Его вынесло в центральный парк, заснеженный сказочно; внизу был каток, и там скользили фигуры. Огибая парк, Гарусс то возносился, то почему-то спускался с кручи, хотя в Петербурге никогда не было никаких круч, этот город покоится на равнине.
Приятно было видеть, что время года поменялось, что хамоватая осень с порывами злого ветра сменилась елочной зимой. И ветер утих давно, снежинки кружатся, а небо творит из себя. Гарусс не стал заходить в парк, он предпочел прокатиться вокруг, в повозке, откуда выволакивали неизвестного скандалиста. Это был огромный дородный мужчина в бобровой шубе и бобровой шапке; толстый и расхристанный, он скандалил по недостойному поводу, Гарусс это знал.
И ехал теперь вместо выброшенного господина в шапке, расположившись рядышком с беспокойной девицей, почти еще девочкой. Эта незнакомая попутчица будила в Гаруссе чувство тревоги, приправленное сладким предвкушением. Они катались вокруг уже и не парка, но сада, по холмам, по кругу, вверх и вниз. Девица говорила о каком-то решенном порочном деле. Она была предельно доступна, но некрасива; крутой лоб переходил в римской формации нос, да еще на ней были очки, а губы – тонкие, они пересекали тяжелый подбородок. И все эти подробности выяснялись постепенно, а вез их медведь, запряженный в сани, а правил медведем братишка девочки, еще младше.
Вокруг горели огни, падал снег; медвежьих повозок было очень много.
Гарусс полагал, что он уже о чем-то договорился с соседкой. Некая интимная услуга, но только не прямо сейчас.

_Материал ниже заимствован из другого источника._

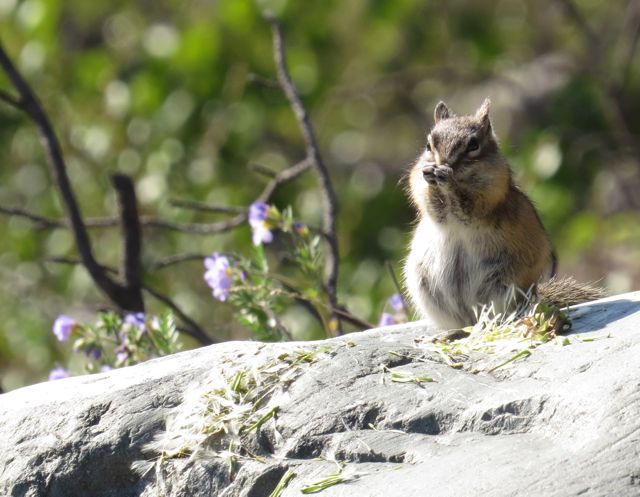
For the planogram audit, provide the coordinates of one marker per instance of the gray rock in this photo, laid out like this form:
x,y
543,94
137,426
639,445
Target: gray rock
x,y
564,421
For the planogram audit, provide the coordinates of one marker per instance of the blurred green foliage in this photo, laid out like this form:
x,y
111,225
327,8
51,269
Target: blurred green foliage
x,y
162,90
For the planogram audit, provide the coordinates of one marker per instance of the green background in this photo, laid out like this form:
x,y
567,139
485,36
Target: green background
x,y
163,91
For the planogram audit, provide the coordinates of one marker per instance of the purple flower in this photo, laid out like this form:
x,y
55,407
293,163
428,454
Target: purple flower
x,y
386,319
62,327
93,352
300,228
396,303
58,373
258,213
136,320
122,354
218,275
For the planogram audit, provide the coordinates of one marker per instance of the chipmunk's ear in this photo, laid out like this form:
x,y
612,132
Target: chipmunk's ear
x,y
441,112
483,114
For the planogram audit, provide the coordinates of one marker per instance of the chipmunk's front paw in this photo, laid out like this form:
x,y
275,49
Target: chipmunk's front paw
x,y
436,175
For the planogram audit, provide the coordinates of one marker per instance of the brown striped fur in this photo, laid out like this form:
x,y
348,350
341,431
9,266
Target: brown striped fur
x,y
477,234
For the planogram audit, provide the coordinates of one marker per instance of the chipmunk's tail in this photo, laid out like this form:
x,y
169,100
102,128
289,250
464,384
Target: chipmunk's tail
x,y
566,291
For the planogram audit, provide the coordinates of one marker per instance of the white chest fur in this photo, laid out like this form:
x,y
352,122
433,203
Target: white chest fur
x,y
447,273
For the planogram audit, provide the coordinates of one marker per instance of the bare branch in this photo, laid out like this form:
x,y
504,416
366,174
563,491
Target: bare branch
x,y
256,79
177,259
264,170
192,329
131,267
313,155
32,107
201,206
9,99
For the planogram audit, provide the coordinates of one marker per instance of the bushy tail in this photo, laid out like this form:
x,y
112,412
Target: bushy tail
x,y
563,292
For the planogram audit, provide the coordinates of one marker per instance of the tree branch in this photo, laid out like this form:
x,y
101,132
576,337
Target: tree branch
x,y
192,329
201,206
9,99
131,266
177,259
30,104
313,155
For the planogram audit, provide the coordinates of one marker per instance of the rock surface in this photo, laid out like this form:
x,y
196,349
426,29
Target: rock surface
x,y
564,421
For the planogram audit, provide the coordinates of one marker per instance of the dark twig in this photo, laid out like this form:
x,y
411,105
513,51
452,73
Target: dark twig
x,y
177,259
41,221
616,108
396,283
264,170
131,267
201,206
283,177
30,104
192,329
313,155
9,99
256,79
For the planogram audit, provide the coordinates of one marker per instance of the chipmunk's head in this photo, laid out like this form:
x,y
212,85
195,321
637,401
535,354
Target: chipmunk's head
x,y
462,152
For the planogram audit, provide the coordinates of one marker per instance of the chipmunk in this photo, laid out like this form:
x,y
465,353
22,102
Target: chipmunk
x,y
478,235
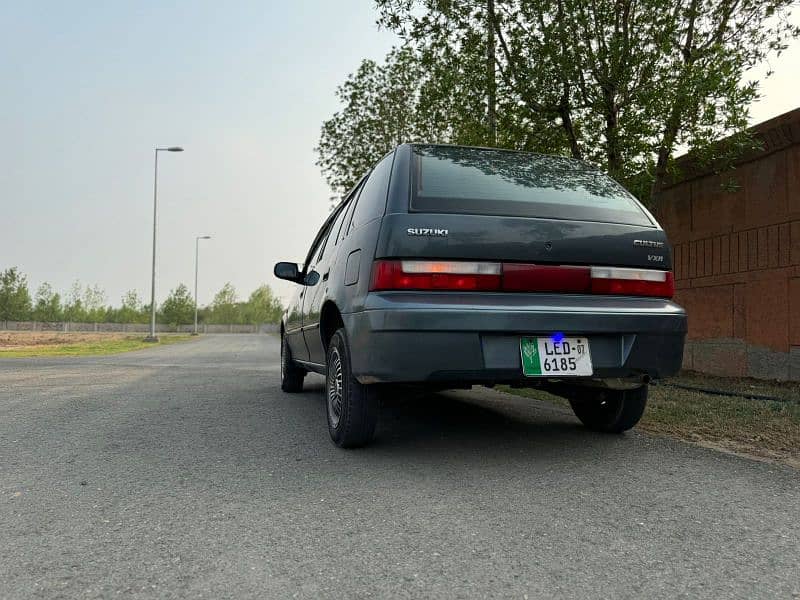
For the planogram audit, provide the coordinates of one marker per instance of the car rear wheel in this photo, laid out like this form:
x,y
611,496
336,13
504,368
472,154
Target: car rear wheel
x,y
610,411
291,374
352,407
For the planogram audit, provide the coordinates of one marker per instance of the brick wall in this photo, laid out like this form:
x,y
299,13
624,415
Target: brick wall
x,y
736,253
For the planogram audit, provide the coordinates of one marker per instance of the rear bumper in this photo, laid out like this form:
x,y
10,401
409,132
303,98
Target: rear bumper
x,y
414,337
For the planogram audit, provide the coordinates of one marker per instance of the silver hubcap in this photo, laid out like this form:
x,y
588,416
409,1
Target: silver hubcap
x,y
335,388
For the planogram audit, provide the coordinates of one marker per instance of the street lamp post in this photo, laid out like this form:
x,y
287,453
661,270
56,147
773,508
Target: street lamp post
x,y
152,337
196,262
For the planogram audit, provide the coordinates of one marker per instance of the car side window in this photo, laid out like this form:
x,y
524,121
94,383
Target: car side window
x,y
372,200
331,238
349,216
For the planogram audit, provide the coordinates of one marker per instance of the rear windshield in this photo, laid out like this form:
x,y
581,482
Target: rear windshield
x,y
483,181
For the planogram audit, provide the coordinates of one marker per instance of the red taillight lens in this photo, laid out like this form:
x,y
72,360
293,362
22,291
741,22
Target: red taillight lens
x,y
435,275
633,282
514,277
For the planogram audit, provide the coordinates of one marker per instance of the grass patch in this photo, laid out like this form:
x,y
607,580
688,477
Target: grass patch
x,y
31,345
763,429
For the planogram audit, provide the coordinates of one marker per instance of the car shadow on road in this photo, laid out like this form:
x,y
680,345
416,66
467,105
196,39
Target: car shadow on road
x,y
477,420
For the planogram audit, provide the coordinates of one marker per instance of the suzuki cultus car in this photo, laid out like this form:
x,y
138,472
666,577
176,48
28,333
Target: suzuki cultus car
x,y
451,266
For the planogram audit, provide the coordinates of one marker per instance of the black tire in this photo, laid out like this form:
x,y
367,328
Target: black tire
x,y
610,411
352,408
292,375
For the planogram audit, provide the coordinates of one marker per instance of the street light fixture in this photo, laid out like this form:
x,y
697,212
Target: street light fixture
x,y
196,261
152,337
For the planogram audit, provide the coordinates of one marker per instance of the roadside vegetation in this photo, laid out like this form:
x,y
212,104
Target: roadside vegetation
x,y
766,429
28,344
87,304
621,84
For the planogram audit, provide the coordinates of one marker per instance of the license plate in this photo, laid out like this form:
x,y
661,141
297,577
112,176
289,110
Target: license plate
x,y
545,357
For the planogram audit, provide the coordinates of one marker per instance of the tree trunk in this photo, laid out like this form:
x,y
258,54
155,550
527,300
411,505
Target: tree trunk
x,y
491,82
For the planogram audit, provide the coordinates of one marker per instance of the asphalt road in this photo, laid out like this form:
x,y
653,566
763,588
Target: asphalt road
x,y
183,471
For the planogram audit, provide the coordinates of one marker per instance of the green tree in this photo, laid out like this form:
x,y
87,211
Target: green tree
x,y
225,307
262,307
15,299
94,299
178,308
74,309
131,310
47,307
620,83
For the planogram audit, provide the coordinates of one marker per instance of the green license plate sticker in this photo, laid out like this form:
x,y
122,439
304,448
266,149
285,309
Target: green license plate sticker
x,y
545,357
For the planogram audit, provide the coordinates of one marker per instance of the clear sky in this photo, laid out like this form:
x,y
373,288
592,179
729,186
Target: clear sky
x,y
90,88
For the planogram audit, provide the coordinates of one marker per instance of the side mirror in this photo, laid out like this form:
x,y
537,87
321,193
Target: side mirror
x,y
287,271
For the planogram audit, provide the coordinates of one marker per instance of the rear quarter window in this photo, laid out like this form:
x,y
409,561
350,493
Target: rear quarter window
x,y
449,179
372,200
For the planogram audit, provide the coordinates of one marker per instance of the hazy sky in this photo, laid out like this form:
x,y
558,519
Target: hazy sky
x,y
90,88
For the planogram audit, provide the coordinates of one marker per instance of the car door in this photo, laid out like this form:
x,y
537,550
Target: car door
x,y
325,261
294,323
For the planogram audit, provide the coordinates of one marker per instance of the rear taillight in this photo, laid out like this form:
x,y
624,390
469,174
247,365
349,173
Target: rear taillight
x,y
515,277
632,282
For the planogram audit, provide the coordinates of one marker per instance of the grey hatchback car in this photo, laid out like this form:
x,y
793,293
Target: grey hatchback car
x,y
450,266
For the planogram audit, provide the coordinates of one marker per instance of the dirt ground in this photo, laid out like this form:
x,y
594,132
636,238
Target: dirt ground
x,y
19,340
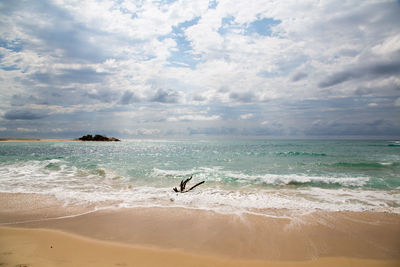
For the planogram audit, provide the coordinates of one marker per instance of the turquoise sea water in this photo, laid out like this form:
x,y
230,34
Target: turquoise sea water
x,y
240,175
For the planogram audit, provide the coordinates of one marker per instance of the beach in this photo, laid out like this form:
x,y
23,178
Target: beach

Ее окажут позднее, а в эту секунду им даже весело, хотя веселье довольно остро отдает притворством.
И верно ли это?
Потому что время года поменялось вторично и сделалось неопределенным. Похоже было, что осень вернулась, и людей вокруг не осталось, только они, троица – Гарусс, девочка и ее брат, остановившийся поодаль и стоявший, широко расставив ноги в шароварах. Они находились в каком-то заплеванном бурьяном дворе, где окна деревянных домов были заколочены длинными брусьями.
– Ну, я вернусь еще, – развязно пообещал Гарусс, так как действительно намеревался вернуться к проститутке, когда окажется при деньгах, то есть довольно скоро. Девка – блядь, это ясно, и наглая. Говорит гадости, но ему же не говорить с ней, а вовсе другим заниматься, и очень недолго.
Гарусс увидел, что возле серого дома на сером камне лежит отрезанная под самый бобровый воротник голова господина-буяна. Ни капли крови, она отсечена очень ровно, продолговатая-толстая, как в рыбной масляной нарезке, глаза выпучены, лежит уже около двух часов.
– Конечно, вернешься, – заметила девка. – А пока вот тебе две монеты.
Паренек, ее брат, продолжал стоять с недобрым видом и мрачно глядел из-под высокой шапки.
Вязаная шапка самого Гарусса была с отворотом; за этот-то отворот, что прямо на лбу, девица засунула Гаруссу два гривенника. И он стал их чувствовать – что они там есть; одновременно он не знал, хорошо это или плохо. Чувствуя монеты, он побежал по набережной, он убегал пешком. Сани разъехались. Его снова приволокло на праздник, который продолжался: играл оркестр, шли немолодые лица в хорошем настроении. Песня турбинно трубилась: «А вы – по-прежнему стальные, большие, сильные, больные!»
Не зная, зачем он это делает, Гарусс забрался в уродливый баркас, приваленный к фонарному столбу. Он решил пересидеть внутри, но быстро понял, что самостоятельно ему оттуда не выбраться. Внутри все было заставлено какими-то ящиками, и песня звучала повсюду. Голоса были больше женские, пожившие, уставшие, но спуску не дающие, и завещавшие, и утомленно всепрощающие.
Прошло сколько-то времени, и мужики вынули из баркаса несколько ящиков.
– Не так-то просто отсюда выбраться, – с жалкой улыбкой обратился к ним Гарусс.
– Да, – сказали ему, – это точно.
И помогать не стали, так что он выкарабкался сам. Он бросился бежать по набережной, к метро, пока не увидел, что никакого метро, к которому он спешил, нет, и это не Невский проспект, да и вообще непонятно, с чего он вдруг решил, что Невский проспект это набережная. Гарусс находился в каком-то другом районе Петербурга. Неподалеку от центра, но далеко и от дома, и от транспорта, и уже очень поздно. Мороза нет давно, отовсюду хлещут яростные зеленые волны, как в Летнем саду, почти наводнение, устроенное озеленевшими конными статуями.